HTC non vende e promette sorprese per il futuro, parola di Ray Yam

A differenza di quanto emerso nelle ultime ore, HTC non chiuderà: parola del presidente Ray Yam

logo HTC Sono recenti i rumor che volevano HTC intenzionata a chiudere tutto al miglior offerente; è altrettanto recente la smentita categorica della stessa azienda, che, nella persona di Ray Yam, presidente di HTC Cina, ha fatto il punto della situazione.

Come ben sapete, i risultati economico-finanziari di HTC non sono stati positivi nell'ultimo anno: l'azienda ha i conti in rosso e il primo trimestre del 2013 ha fatto registrare un fatturato ai minimi storici, non solo per via di una concorrenza - Samsung in primis - che sta pian piano divorando il mercato, ma anche perché sono stati pochi (e poco innovativi) i prodotti presentati, fino a prima del rilascio di HTC One; oggi, per fortuna, i taiwanesi possono contare sia su One sia sull'appena annunciato Desire sia su progetti che non riguardano strettamente il settore della telefonia: è recente, per esempio, l'indiscrezione che li vedrebbe entrare nel mondo delle tecnologie indossabili.
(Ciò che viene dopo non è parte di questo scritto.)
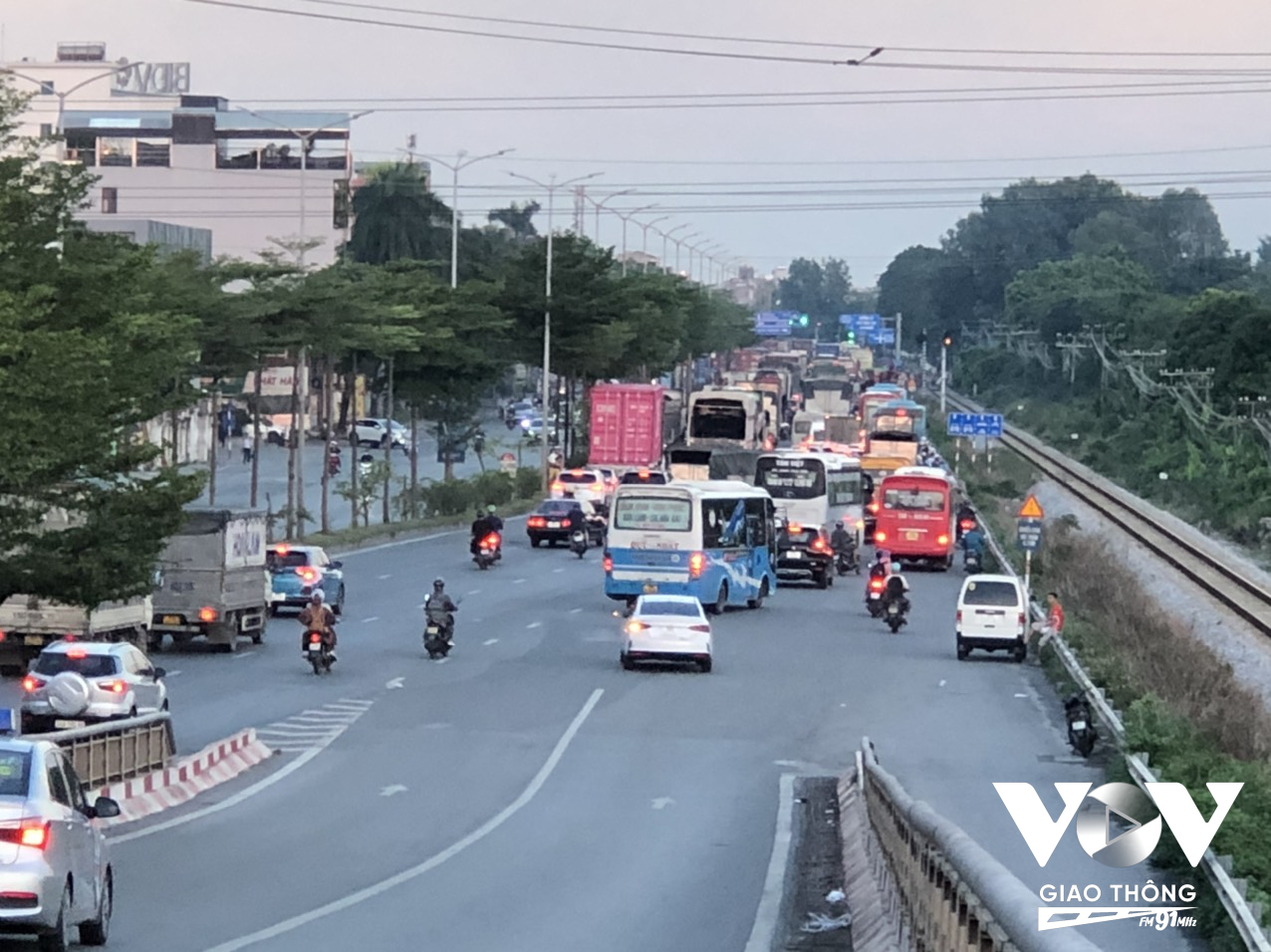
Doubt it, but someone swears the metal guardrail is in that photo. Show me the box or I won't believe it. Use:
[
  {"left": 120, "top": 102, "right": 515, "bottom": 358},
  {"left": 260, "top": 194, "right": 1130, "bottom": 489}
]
[
  {"left": 960, "top": 447, "right": 1271, "bottom": 952},
  {"left": 857, "top": 737, "right": 1098, "bottom": 952},
  {"left": 34, "top": 710, "right": 176, "bottom": 791}
]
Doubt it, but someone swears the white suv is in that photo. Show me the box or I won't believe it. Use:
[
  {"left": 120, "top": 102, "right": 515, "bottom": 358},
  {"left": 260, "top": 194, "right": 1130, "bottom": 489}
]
[{"left": 22, "top": 640, "right": 167, "bottom": 733}]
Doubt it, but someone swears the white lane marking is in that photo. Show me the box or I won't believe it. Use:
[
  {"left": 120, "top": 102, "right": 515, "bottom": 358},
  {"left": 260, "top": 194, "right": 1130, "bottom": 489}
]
[
  {"left": 206, "top": 688, "right": 605, "bottom": 952},
  {"left": 108, "top": 698, "right": 374, "bottom": 844},
  {"left": 745, "top": 774, "right": 795, "bottom": 952}
]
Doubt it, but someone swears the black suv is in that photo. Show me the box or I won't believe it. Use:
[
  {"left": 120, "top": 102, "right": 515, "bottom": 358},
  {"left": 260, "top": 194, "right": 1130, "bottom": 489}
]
[{"left": 777, "top": 523, "right": 834, "bottom": 589}]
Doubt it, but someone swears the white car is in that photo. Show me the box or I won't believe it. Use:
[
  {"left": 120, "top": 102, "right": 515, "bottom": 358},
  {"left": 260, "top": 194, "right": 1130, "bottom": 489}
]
[
  {"left": 0, "top": 727, "right": 120, "bottom": 952},
  {"left": 354, "top": 418, "right": 410, "bottom": 451},
  {"left": 956, "top": 575, "right": 1028, "bottom": 661},
  {"left": 22, "top": 640, "right": 167, "bottom": 733},
  {"left": 619, "top": 595, "right": 712, "bottom": 672}
]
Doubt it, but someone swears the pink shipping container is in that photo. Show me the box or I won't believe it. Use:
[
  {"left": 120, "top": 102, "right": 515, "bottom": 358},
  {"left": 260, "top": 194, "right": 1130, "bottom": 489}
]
[{"left": 588, "top": 383, "right": 666, "bottom": 466}]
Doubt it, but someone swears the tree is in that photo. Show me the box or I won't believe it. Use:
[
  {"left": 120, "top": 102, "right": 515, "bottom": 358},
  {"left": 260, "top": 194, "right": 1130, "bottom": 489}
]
[{"left": 0, "top": 83, "right": 199, "bottom": 606}]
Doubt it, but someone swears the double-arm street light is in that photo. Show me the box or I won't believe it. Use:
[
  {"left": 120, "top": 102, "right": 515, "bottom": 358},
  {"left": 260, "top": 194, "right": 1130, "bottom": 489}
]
[
  {"left": 614, "top": 204, "right": 657, "bottom": 277},
  {"left": 423, "top": 148, "right": 516, "bottom": 287},
  {"left": 507, "top": 171, "right": 604, "bottom": 492}
]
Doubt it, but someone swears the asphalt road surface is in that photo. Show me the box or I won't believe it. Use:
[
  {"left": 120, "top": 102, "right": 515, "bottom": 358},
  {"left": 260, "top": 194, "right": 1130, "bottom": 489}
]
[{"left": 0, "top": 520, "right": 1207, "bottom": 952}]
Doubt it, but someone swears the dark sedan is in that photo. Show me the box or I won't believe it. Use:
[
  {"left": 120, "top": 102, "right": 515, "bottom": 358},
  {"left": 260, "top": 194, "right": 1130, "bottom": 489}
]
[{"left": 525, "top": 500, "right": 605, "bottom": 549}]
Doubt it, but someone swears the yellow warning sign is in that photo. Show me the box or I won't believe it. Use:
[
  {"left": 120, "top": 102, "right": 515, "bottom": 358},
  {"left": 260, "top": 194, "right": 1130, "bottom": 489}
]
[{"left": 1018, "top": 496, "right": 1046, "bottom": 519}]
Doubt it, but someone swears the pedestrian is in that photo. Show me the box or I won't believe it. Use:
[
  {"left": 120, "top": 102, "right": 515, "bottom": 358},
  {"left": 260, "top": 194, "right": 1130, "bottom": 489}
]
[{"left": 1032, "top": 593, "right": 1064, "bottom": 651}]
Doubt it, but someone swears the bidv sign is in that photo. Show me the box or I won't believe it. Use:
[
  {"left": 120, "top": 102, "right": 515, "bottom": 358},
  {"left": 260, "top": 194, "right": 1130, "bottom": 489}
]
[
  {"left": 993, "top": 783, "right": 1244, "bottom": 868},
  {"left": 115, "top": 63, "right": 189, "bottom": 96}
]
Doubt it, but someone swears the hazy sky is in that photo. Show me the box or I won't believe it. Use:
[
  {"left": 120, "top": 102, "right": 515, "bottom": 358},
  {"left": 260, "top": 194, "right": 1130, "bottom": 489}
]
[{"left": 7, "top": 0, "right": 1271, "bottom": 285}]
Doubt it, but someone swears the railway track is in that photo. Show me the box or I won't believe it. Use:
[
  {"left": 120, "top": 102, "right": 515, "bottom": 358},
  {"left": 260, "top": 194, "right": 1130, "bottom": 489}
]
[{"left": 945, "top": 394, "right": 1271, "bottom": 636}]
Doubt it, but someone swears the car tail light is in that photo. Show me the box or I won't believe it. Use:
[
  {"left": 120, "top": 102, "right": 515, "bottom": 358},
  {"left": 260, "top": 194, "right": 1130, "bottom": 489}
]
[{"left": 0, "top": 818, "right": 48, "bottom": 849}]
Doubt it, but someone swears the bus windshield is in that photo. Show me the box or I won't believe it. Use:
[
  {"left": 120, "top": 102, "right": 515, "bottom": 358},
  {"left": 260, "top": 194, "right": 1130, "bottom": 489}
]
[
  {"left": 755, "top": 456, "right": 825, "bottom": 500},
  {"left": 883, "top": 488, "right": 947, "bottom": 512},
  {"left": 614, "top": 496, "right": 692, "bottom": 533}
]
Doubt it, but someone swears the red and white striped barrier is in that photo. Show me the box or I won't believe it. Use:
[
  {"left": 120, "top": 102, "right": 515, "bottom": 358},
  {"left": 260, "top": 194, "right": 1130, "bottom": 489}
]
[{"left": 98, "top": 727, "right": 273, "bottom": 827}]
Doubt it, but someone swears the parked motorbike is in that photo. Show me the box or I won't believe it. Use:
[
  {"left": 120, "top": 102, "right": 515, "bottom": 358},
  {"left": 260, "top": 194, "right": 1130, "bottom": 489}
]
[
  {"left": 473, "top": 533, "right": 503, "bottom": 572},
  {"left": 866, "top": 579, "right": 888, "bottom": 617},
  {"left": 1064, "top": 693, "right": 1098, "bottom": 758},
  {"left": 305, "top": 630, "right": 335, "bottom": 675}
]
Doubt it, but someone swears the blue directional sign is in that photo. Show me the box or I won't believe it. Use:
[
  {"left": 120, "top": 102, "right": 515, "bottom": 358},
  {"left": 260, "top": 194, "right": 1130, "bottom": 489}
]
[{"left": 1016, "top": 519, "right": 1041, "bottom": 552}]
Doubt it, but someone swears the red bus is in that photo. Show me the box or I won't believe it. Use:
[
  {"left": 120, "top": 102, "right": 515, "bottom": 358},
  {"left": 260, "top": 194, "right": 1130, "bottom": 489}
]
[{"left": 874, "top": 466, "right": 957, "bottom": 571}]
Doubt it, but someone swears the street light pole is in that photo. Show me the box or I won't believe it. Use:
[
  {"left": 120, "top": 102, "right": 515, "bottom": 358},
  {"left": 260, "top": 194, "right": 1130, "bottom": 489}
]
[
  {"left": 420, "top": 148, "right": 516, "bottom": 287},
  {"left": 507, "top": 171, "right": 604, "bottom": 492}
]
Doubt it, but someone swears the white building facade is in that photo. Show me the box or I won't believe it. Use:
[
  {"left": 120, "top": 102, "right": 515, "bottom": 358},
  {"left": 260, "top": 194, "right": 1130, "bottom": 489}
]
[{"left": 0, "top": 43, "right": 354, "bottom": 267}]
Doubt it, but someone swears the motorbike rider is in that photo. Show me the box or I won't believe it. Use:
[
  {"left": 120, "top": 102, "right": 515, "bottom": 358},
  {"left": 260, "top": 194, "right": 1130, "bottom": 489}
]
[
  {"left": 296, "top": 592, "right": 336, "bottom": 661},
  {"left": 883, "top": 562, "right": 908, "bottom": 613},
  {"left": 468, "top": 507, "right": 494, "bottom": 556},
  {"left": 423, "top": 579, "right": 459, "bottom": 638},
  {"left": 830, "top": 519, "right": 857, "bottom": 566}
]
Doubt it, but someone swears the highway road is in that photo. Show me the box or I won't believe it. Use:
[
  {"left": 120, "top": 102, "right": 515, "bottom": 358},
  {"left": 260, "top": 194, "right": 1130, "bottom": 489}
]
[{"left": 0, "top": 521, "right": 1187, "bottom": 952}]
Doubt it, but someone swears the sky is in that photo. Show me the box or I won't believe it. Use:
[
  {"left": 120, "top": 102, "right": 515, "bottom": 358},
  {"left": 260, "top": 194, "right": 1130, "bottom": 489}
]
[{"left": 0, "top": 0, "right": 1271, "bottom": 286}]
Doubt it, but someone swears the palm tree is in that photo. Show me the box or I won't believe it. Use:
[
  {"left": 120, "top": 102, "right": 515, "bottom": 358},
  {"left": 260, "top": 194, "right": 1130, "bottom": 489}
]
[{"left": 346, "top": 162, "right": 450, "bottom": 264}]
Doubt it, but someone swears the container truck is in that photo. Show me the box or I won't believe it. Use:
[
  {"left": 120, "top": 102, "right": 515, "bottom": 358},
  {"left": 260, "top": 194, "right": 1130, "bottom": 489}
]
[{"left": 150, "top": 509, "right": 270, "bottom": 652}]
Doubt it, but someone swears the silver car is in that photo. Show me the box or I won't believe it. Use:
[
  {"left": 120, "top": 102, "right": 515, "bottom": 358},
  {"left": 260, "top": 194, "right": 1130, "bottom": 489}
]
[
  {"left": 22, "top": 640, "right": 167, "bottom": 733},
  {"left": 0, "top": 737, "right": 120, "bottom": 952}
]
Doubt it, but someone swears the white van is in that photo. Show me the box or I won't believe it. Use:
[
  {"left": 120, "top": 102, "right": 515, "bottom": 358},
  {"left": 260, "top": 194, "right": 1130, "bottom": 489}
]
[{"left": 957, "top": 575, "right": 1028, "bottom": 661}]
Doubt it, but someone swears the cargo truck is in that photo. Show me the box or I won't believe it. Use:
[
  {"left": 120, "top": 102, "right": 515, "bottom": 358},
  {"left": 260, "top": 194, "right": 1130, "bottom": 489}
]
[
  {"left": 0, "top": 595, "right": 152, "bottom": 675},
  {"left": 150, "top": 509, "right": 270, "bottom": 652}
]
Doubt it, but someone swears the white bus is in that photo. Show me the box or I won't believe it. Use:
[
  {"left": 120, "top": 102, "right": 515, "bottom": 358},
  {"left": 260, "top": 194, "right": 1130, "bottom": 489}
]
[{"left": 755, "top": 450, "right": 865, "bottom": 546}]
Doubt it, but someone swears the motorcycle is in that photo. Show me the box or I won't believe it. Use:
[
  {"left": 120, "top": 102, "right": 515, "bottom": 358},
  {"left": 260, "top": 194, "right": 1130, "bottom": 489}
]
[
  {"left": 866, "top": 579, "right": 888, "bottom": 617},
  {"left": 305, "top": 631, "right": 333, "bottom": 675},
  {"left": 1064, "top": 694, "right": 1098, "bottom": 758},
  {"left": 884, "top": 601, "right": 908, "bottom": 634},
  {"left": 473, "top": 533, "right": 503, "bottom": 572}
]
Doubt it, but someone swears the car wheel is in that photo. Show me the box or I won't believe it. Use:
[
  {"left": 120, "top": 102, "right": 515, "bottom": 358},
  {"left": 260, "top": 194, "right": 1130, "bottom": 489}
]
[
  {"left": 37, "top": 883, "right": 75, "bottom": 952},
  {"left": 80, "top": 869, "right": 115, "bottom": 946}
]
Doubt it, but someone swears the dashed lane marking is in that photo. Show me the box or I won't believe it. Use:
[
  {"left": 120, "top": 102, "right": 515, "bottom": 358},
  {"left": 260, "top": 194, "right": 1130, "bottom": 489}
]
[{"left": 255, "top": 698, "right": 374, "bottom": 754}]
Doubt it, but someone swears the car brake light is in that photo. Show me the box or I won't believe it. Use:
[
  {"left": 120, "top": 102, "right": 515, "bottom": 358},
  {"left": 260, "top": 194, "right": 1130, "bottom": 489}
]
[{"left": 0, "top": 818, "right": 48, "bottom": 849}]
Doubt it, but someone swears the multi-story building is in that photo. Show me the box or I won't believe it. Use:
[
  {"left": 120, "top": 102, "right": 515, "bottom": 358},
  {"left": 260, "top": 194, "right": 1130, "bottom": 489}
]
[{"left": 0, "top": 43, "right": 354, "bottom": 266}]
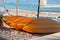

Ma leggiamo il comunicato del presidente Ray Yam:

"A proposito dei recenti rumor che HTC sta cercando di vendere la compagnia, vogliamo confermare che questi rumor sono falsi. HTC [...] continuerà a sviluppare nuovi design e prodotti per i consumatori di tutto il mondo. Apprezziamo il supporto [...] dei nostri clienti e abbiamo nuove iniziative per rafforzare la nostra presenza e far rivivere il marchio".

Un'analisi sbagliata


Le dichiarazioni sono arrivate dopo che l'analista di EE Times, Alice Sun, aveva parlato proprio di dismissione aziendale; sbagliando, ovviamente: dopo la smentita di HTC Cina, in effetti, il post dell'esperta è stato subito rimosso. Aspettiamo che HTC ci dimostri con i fatti come intende migliorare ancora di più la sua performance: per adesso, infatti, non si può certo dire che non abbia fatto grandi progressi.